Я говорю: «Откуда мне знать? Да, уж, наверно, немалыми делами он заправляет. И на бедного вроде не похож». — «А тебе, мне — своим кровным приятелям — он хоть копейкой помог? Как же. Тебя последнего куска хлеба лишил».

Тут он оглянулся, вроде чтоб никто не услышал, и сказал мне шепотом: «У них тут целая шайка. Водку цистернами налево пускают…»

Ну я, понятно, возмутился, вот, говорю, сволочи, а Куприянов поддакивает.

Выпили мы еще по стаканчику, и такая меня злость разобрала.
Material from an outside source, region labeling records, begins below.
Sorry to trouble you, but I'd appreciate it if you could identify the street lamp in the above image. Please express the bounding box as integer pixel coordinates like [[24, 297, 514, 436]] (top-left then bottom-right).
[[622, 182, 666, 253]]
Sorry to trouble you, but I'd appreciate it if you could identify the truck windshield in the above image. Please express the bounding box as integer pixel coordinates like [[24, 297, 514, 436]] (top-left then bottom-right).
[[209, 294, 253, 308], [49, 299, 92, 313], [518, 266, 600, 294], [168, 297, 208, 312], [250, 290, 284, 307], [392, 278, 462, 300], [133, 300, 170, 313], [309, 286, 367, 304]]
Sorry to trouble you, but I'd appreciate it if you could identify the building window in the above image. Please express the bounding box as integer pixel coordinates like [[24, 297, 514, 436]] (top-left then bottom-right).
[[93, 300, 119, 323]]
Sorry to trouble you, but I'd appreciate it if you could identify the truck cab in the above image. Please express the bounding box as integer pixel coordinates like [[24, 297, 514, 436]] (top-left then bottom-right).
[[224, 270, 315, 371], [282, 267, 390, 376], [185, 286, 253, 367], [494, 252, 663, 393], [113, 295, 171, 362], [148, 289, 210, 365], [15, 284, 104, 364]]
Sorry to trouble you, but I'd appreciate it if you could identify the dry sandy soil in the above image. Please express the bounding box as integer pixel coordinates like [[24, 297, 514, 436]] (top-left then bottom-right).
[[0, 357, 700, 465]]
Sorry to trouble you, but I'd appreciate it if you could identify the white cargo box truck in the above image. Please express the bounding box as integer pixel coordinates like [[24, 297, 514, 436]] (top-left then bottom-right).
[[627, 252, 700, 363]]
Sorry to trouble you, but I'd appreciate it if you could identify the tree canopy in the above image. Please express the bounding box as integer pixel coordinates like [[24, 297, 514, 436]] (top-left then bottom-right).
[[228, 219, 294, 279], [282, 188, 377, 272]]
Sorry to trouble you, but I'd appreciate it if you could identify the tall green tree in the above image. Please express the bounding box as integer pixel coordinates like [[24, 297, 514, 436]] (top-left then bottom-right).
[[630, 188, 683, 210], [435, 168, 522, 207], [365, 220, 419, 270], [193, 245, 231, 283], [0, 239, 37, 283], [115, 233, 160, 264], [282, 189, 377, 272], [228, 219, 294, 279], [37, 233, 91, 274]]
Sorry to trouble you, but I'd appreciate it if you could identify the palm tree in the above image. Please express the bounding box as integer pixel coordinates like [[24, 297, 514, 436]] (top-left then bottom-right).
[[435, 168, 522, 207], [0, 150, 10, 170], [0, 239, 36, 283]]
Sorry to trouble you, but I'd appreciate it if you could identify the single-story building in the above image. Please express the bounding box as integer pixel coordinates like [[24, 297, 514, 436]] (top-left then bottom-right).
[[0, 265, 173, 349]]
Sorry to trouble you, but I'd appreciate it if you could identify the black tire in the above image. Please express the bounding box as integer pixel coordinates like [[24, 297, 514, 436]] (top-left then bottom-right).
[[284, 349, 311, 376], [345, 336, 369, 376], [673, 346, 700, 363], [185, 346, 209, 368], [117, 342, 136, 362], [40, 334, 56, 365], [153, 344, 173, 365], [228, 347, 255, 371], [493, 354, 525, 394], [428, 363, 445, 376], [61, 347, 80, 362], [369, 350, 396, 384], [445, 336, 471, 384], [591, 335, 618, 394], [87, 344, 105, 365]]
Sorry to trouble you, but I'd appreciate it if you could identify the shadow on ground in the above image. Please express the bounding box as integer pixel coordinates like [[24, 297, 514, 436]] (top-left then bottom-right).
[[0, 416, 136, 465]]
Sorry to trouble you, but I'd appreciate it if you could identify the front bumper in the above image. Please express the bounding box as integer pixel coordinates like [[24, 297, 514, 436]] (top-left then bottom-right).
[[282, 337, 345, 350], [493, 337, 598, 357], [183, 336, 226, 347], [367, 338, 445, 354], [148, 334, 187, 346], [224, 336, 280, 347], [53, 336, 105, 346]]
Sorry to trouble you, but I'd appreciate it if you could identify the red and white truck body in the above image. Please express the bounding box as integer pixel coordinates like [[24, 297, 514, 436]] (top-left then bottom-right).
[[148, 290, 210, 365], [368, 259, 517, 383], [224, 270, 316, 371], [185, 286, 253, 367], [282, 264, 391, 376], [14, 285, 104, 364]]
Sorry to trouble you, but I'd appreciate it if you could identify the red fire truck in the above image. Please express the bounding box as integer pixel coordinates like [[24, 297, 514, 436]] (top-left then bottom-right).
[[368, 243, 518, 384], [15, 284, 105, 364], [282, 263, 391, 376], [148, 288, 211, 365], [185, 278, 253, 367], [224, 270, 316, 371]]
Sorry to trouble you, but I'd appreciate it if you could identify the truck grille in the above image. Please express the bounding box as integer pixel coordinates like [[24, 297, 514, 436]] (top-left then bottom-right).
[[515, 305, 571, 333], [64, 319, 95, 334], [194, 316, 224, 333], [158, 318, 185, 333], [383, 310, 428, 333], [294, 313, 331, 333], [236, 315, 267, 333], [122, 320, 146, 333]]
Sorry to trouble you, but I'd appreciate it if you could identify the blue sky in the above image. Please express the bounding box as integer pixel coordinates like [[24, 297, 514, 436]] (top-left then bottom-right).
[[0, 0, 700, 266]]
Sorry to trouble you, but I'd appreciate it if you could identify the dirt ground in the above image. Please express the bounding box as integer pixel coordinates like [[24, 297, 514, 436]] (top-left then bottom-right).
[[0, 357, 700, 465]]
Тут уж всех понес со звоном. Излаялся вдосталь. Потом он мне и открылся: «Я, — говорит, — к тебе по делу пришел, от одних людей. Они тебе кое-что предложить велели. Только, Егор, сам знаешь, ни живой душе, а то такие неприятности себе выхлопочешь…» — «Что же за такое за предложение?» — спрашиваю я его. Он и говорит: «Тут надо по порядку. Люди эти имели всякие связи с Никитиным, деньги, короче говоря, вместе с ним зашибали. Огромные деньги. А тот их или подвел, или только собирается под монастырь подвести. Вот они и решают его… того… убрать. Как, когда? Ничего не знаю. И предлагают тебе, если милиция эту историю раздует, взять дело на себя. Мол, затмение нашло и сам ничего не понимаю. Убил, а за что — не знаю. Тебе-то что? Судить и то, наверное, не будут. Подлечат в больнице и выпустят. Полгода проваляешься, как фон-барон, на казенных харчах — и вся недолга. За то тебе отвалят тысчонки три. И на водку до самой смерти хватит, и племяннице будет нелишнее».
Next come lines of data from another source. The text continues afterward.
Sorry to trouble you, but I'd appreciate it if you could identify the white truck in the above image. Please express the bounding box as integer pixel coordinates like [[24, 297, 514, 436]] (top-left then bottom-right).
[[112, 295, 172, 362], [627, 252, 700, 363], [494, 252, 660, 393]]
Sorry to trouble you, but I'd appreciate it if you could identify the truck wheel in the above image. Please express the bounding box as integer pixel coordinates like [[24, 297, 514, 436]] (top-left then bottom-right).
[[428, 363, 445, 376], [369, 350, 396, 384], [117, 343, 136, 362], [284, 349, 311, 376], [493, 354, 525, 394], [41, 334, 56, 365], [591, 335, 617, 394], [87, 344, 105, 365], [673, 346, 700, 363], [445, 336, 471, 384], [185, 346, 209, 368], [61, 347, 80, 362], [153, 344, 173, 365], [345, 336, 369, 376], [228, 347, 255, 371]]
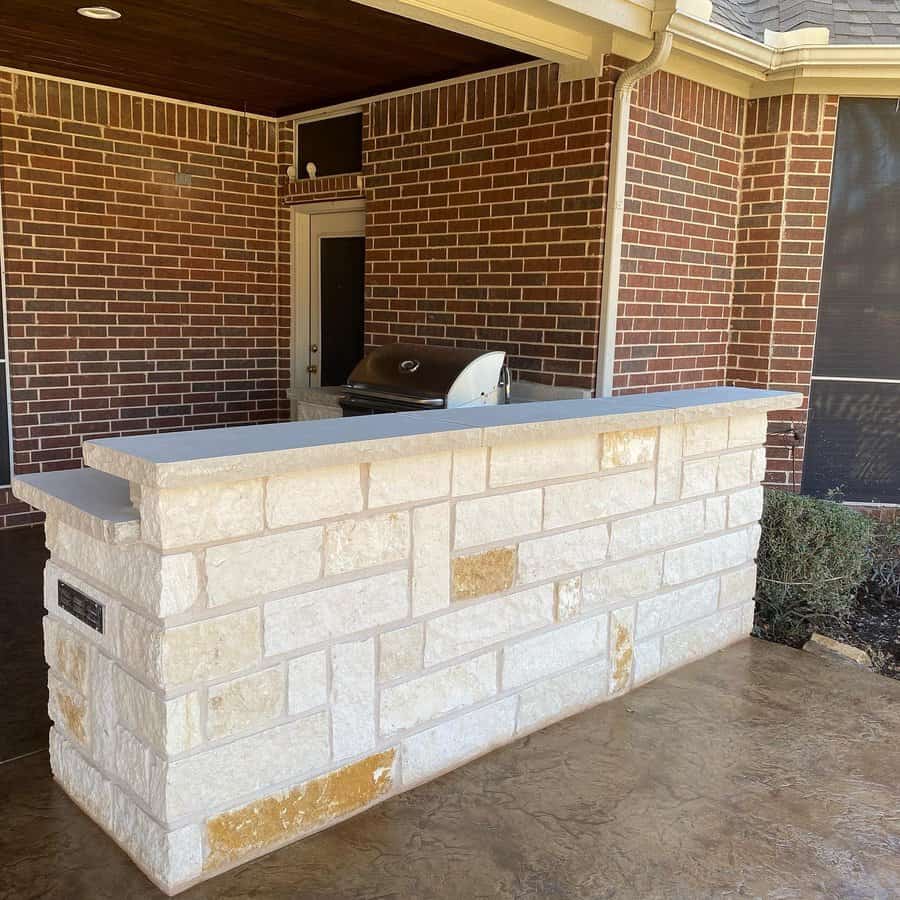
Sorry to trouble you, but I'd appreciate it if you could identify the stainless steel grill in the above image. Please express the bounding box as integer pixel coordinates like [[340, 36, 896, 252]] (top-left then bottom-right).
[[341, 344, 509, 416]]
Как я на него кричал, выгонял, уж и рассказывать не буду. Вы меня всякого видели, а только он сидит себе спокойненько и не чешется. Потом по-другому повернул: «Еще, — говорит, — велели передать, что если не согласишься или вздумаешь стукнуть, то тебя не тронут. Кому ты нужен?! А с племянницей кое-что произойдет. Убить не убьют, а хуже — изуродуют, сделают калекой безобразной, и пусть живет потихоньку».
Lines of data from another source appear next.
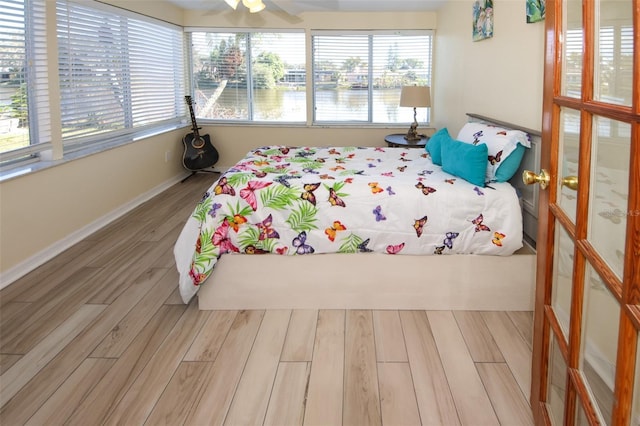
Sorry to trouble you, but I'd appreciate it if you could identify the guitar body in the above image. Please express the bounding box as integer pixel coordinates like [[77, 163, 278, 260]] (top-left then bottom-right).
[[182, 133, 218, 172], [182, 96, 218, 172]]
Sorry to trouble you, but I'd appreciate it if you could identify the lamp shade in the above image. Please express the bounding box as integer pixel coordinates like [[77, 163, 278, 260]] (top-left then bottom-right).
[[400, 86, 431, 108], [224, 0, 240, 10], [242, 0, 265, 13]]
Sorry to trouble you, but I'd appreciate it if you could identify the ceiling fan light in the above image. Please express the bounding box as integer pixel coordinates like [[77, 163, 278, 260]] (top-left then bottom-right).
[[224, 0, 240, 10], [249, 2, 266, 13]]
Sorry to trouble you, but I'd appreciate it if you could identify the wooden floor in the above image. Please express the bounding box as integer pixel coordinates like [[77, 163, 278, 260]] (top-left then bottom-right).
[[0, 175, 532, 426]]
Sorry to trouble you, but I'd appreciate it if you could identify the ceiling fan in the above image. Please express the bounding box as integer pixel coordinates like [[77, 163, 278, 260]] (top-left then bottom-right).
[[224, 0, 266, 13], [224, 0, 338, 16]]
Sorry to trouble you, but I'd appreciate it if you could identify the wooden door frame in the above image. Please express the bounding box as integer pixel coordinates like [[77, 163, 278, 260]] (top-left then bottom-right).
[[530, 0, 640, 424], [530, 0, 562, 424]]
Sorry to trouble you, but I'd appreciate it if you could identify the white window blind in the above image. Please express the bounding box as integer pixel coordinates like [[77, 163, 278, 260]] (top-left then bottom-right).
[[57, 0, 186, 146], [312, 31, 433, 124], [0, 0, 51, 165], [187, 28, 306, 123]]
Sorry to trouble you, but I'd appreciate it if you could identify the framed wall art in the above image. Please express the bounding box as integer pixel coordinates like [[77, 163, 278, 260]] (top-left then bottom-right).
[[526, 0, 546, 24], [473, 0, 493, 41]]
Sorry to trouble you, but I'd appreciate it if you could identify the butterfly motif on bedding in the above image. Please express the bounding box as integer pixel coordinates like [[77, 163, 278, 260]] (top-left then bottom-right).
[[491, 232, 506, 247], [227, 214, 247, 232], [387, 243, 404, 254], [488, 151, 502, 165], [251, 169, 267, 178], [373, 206, 387, 222], [329, 188, 347, 207], [291, 231, 315, 254], [471, 213, 491, 232], [213, 176, 236, 195], [369, 182, 384, 194], [300, 182, 320, 206], [324, 220, 347, 242], [473, 130, 483, 145], [413, 216, 427, 238], [207, 202, 222, 217], [254, 214, 280, 241], [240, 180, 273, 211], [244, 244, 269, 254], [442, 232, 460, 249], [416, 182, 436, 195], [358, 238, 373, 253], [211, 218, 240, 254], [273, 175, 302, 188]]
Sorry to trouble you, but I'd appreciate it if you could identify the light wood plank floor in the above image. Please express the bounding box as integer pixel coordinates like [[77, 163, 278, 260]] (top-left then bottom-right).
[[0, 174, 532, 426]]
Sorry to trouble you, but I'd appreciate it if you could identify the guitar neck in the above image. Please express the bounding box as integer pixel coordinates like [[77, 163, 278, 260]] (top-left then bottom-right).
[[189, 105, 200, 139], [184, 96, 200, 140]]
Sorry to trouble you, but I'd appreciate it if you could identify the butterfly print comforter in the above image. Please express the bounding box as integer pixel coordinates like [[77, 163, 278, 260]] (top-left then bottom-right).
[[174, 146, 522, 303]]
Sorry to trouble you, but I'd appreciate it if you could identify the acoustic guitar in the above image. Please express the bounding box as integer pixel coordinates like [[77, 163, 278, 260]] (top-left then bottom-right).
[[182, 96, 218, 173]]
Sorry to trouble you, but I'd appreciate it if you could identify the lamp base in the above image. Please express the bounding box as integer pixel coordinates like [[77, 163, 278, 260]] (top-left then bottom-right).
[[404, 123, 422, 142]]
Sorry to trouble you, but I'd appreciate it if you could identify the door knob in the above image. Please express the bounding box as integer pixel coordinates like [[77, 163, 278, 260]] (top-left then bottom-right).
[[562, 176, 578, 191], [522, 169, 551, 189]]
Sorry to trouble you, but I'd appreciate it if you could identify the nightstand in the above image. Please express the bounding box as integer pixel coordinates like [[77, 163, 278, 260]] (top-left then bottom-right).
[[384, 133, 429, 148]]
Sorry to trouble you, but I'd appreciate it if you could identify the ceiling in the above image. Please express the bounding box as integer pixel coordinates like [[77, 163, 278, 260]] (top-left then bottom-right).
[[168, 0, 446, 15]]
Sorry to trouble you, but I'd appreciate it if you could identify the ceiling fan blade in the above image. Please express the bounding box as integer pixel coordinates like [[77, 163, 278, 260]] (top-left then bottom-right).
[[268, 0, 339, 16]]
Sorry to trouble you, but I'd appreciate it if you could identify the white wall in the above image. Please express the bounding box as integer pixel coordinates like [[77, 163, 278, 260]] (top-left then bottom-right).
[[431, 0, 544, 136]]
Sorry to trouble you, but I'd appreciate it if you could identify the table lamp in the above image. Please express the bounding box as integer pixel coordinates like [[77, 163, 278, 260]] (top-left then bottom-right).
[[400, 86, 431, 142]]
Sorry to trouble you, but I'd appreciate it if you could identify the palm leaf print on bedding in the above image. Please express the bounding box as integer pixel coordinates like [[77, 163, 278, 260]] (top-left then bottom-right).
[[260, 185, 300, 210], [286, 198, 318, 232]]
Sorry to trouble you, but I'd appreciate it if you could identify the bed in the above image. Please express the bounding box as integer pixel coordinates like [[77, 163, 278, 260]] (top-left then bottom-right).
[[174, 115, 535, 310]]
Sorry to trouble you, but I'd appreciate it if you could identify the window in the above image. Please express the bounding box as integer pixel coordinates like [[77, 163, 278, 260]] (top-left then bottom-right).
[[187, 30, 306, 122], [0, 0, 51, 164], [312, 31, 433, 124], [57, 0, 186, 152]]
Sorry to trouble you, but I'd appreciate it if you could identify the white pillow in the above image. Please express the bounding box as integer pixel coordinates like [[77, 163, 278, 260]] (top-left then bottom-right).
[[457, 123, 531, 182]]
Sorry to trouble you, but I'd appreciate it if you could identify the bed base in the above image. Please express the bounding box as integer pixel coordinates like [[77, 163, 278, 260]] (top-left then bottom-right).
[[198, 247, 536, 311]]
Тут я враз протрезвел. Еще водку пью — не берет. «Что ж, — говорю, — мне самому в милицию идти, коли что случится, или как?»

Он говорит: «Не беспокойся, сиди дома, они тебя найдут».

Вот такой разговор у нас был, начальник. И это все. Деньги он уже тогда оставил. Остальное потом. И ничего я не мог поделать. А потом, когда вы меня взяли, я уж и совсем смирился. Думаю, раз они все так против меня подстроили, так и делать мне нечего. Скажи я, что хочешь, никто не поверит…

Он замолчал. Мы переглянулись с Дыбенко.

— А где же ты все-таки был в тот вечер? — спросил я.

— Дома, как и говорил, спал.

Мне стало очень обидно. Я попросил у Славы Дыбенко сигарету и молча выкурил ее. Потом я сказал Власову:

— Ну и дурак же ты, Егор, после всего этого. Мы здесь с тобой нянчимся каждый вечер, домой тебя доставляем, как министра, на машине, а ты «не поверят»! Дурак!

— Точно, дурак! — подтвердил Дыбенко. — Неблагодарный человек.

Егор молчал и смотрел в окно. По его небритым щекам, застревая в кустистой, седой щетине, катились редкие слезы.

— Только вы Наденьку поберегите, — сказал он немного спустя.

Я похлопал его по плечу.

Дыбенко протянул ему стакан воды и, когда тот выпил, тоже похлопал Егорыча по другому плечу и сказал:

— Ты сейчас ступай спи, смотри не подкачай. Будем на днях делать очную ставку.

— Да, — сказал я, — у нас на тебя большие надежды. Против Куприянова только косвенные улики, все прямые, — я усмехнулся, — против тебя…

 

Глава XIII

Казалось бы, признание Егора поставило последнюю точку в бесконечной веренице наших догадок и предположений. По всем правилам мы должны были вздохнуть с облегчением, взяться за Куприянова. Тем более что мы понимали: оставлять Куприянова как предполагаемого убийцу на свободе мы не имеем никакого нрава.

И все же что-то в этом деле не давало нам успокоиться. Бескорыстие Никитина, какая-то ниточка, уходящая далеко в прошлое, в войну… и вообще вся странная жизнь Никитина, его дружба с Куприяновым, начавшаяся задолго до войны. Все это не укладывалось в рамки банального случая — вор у вора дубинку украл… Нет, это был явно не тот случай.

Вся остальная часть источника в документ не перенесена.